Tuesday was nasty. The S&P’s 2.4% decline was the second largest since the current rally from the March low got under way. All 10 S&P sectors lost ground, and total breadth was negative by a ratio of about 15:2. Volume was negative by almost 5:1. Even though total volume was a bit lower than Monday’s, over one-third of the all NYSE common stocks declined on higher volume. All of this put greater pressure on near term momentum, which has the potential to remain weak for most of the rest of the month,
Despite these difficulties, the hourly P&F uptrend line from the March low remains intact, and first support at 779 has not been challenged.

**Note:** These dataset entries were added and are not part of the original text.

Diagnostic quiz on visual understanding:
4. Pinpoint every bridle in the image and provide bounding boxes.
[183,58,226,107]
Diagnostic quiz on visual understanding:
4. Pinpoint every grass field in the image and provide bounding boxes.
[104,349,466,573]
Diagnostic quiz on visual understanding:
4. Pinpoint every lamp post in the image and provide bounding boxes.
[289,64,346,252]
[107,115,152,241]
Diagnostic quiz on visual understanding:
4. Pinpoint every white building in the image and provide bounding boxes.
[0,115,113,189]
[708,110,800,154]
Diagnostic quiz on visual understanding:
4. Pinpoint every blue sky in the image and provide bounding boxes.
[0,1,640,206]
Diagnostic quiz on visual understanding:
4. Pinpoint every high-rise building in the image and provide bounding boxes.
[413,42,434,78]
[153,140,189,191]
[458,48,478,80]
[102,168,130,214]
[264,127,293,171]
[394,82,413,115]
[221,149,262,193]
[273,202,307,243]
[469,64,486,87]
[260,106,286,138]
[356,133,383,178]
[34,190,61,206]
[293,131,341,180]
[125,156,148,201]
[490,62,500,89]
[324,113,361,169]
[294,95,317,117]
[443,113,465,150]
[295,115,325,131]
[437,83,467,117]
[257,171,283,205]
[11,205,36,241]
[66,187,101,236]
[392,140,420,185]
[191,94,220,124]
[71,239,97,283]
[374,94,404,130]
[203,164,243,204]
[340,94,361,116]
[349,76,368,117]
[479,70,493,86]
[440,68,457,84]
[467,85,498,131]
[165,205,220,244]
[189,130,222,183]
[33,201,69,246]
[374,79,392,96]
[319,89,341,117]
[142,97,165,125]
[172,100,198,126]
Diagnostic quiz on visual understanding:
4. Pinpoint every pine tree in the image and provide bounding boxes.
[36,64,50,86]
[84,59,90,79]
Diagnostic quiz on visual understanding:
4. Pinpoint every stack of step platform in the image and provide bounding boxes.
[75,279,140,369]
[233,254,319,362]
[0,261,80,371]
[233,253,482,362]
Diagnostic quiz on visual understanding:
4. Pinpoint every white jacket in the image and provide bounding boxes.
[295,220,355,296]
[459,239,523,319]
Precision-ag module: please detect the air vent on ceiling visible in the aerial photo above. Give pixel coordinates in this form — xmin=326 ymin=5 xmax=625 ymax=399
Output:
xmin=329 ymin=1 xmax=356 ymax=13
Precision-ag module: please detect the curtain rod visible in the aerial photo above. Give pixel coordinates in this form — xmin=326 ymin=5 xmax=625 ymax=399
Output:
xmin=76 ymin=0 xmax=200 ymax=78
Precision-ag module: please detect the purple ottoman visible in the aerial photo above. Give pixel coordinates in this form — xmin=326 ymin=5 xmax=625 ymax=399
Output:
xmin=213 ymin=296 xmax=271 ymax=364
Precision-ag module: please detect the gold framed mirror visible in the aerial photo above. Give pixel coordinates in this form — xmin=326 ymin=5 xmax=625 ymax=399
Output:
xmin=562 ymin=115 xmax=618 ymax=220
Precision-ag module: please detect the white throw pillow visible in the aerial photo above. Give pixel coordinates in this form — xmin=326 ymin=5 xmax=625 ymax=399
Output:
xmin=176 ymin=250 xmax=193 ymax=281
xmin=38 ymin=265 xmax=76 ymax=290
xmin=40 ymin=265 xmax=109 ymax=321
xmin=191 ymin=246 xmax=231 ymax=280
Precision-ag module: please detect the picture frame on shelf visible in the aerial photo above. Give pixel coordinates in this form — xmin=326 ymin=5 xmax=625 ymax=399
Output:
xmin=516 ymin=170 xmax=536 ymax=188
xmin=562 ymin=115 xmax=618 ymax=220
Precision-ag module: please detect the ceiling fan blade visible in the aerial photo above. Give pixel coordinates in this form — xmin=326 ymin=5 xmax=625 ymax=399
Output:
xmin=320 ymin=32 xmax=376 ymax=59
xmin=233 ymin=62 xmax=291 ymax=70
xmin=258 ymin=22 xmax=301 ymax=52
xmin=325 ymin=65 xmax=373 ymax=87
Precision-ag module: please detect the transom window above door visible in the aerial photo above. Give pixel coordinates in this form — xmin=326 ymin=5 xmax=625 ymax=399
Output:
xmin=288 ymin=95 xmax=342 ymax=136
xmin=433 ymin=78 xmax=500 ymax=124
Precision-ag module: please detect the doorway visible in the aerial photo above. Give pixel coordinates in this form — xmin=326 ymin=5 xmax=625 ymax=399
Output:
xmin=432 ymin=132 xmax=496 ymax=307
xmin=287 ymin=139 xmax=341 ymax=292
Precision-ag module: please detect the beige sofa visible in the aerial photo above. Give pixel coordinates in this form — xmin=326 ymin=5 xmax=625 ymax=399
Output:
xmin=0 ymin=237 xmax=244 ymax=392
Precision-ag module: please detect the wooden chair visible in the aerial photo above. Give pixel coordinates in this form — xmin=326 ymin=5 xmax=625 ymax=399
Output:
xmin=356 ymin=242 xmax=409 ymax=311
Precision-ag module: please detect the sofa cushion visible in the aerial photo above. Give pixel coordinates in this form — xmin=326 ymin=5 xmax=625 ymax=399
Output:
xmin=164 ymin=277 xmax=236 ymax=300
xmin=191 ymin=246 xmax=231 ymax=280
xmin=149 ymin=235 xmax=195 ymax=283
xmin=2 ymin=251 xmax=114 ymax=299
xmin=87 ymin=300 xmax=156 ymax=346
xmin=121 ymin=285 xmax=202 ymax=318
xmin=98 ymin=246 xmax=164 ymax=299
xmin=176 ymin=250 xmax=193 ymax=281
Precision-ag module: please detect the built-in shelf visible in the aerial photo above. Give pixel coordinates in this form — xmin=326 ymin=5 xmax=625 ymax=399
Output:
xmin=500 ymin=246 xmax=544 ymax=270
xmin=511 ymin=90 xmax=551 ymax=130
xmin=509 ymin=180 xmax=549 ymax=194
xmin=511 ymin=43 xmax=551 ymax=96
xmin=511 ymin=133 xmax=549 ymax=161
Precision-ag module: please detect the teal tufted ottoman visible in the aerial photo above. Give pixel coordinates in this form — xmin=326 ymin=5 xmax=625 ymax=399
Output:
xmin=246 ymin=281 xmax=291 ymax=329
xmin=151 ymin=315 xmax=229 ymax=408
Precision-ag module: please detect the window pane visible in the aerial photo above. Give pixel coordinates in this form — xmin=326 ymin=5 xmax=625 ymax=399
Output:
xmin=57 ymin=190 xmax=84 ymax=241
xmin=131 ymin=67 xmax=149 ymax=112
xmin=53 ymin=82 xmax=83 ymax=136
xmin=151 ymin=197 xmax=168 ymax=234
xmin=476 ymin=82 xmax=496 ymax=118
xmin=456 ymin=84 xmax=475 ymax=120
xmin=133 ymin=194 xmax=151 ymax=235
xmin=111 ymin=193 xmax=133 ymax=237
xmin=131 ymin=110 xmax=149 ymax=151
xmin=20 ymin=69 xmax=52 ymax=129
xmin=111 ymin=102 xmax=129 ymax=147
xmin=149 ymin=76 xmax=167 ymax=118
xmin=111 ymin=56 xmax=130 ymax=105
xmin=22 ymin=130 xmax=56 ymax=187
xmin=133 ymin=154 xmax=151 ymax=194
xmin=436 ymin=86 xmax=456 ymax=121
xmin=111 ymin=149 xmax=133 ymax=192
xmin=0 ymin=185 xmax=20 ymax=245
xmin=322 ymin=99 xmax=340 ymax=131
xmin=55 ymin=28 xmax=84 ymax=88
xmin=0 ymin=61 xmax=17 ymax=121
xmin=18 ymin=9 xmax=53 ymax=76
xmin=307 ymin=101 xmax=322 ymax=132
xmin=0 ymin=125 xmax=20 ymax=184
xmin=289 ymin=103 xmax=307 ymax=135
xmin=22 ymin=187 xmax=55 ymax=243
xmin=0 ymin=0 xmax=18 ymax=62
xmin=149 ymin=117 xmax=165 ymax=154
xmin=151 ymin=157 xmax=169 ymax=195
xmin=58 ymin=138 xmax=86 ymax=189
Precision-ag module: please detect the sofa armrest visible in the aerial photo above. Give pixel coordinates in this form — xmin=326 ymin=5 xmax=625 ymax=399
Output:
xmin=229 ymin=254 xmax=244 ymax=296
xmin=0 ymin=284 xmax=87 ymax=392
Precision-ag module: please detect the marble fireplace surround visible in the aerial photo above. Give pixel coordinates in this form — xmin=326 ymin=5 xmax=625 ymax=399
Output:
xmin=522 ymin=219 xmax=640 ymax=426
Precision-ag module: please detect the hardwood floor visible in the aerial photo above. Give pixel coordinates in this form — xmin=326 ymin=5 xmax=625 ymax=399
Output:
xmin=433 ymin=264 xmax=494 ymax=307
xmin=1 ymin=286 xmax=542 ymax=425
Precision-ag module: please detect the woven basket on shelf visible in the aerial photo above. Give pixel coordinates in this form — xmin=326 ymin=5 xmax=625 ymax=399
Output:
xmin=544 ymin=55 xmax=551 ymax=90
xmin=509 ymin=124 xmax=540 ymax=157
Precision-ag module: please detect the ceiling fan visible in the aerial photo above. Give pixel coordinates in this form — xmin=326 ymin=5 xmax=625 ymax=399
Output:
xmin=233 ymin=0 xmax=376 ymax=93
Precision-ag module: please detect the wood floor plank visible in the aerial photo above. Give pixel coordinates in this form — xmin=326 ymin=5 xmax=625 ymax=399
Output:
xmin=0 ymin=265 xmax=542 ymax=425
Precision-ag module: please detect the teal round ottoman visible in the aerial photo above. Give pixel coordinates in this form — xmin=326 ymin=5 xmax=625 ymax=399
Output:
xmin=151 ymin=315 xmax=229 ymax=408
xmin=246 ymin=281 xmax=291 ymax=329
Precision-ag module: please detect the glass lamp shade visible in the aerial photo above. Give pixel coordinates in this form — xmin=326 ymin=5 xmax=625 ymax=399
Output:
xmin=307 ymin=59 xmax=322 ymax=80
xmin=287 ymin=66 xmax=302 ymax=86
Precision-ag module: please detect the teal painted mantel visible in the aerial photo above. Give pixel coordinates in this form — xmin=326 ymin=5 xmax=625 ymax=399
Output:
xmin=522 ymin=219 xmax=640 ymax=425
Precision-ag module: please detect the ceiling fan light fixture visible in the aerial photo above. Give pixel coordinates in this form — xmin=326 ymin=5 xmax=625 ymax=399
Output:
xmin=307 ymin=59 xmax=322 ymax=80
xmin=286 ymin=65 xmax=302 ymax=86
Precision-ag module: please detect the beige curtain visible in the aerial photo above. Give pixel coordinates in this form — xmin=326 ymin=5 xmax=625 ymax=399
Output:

From an Elliott Wave perspective, many analysts are referring to the rally to date as “wave 1.” To us, the pattern from the March low is more corrective than not. Thus, our thoughts that this is a bear market rally remains valid. That said, the rally has already reversed the decline from the January high and, in turn, has satisfied the minimum requirements for a complete five-wave decline from last May’s high. This (plus the rally through 833) implies further strength toward 863-883, which is both Fibonacci and fairly substantial chart resistance. Beyond that, 945 is an approximate 38.2% retracement of the decline from last May’s high. A rally through that level would indicate that the entire decline from the bull market peak had been reversed.
As for support, a decline through 779 would confirm that that the rally from the March 6 low is complete, regardless of whether we ultimately end up counting it as a complete pattern, or merely wave “A” or “1” of a larger pattern. Through 779, further weakness toward 777-735 would be likely.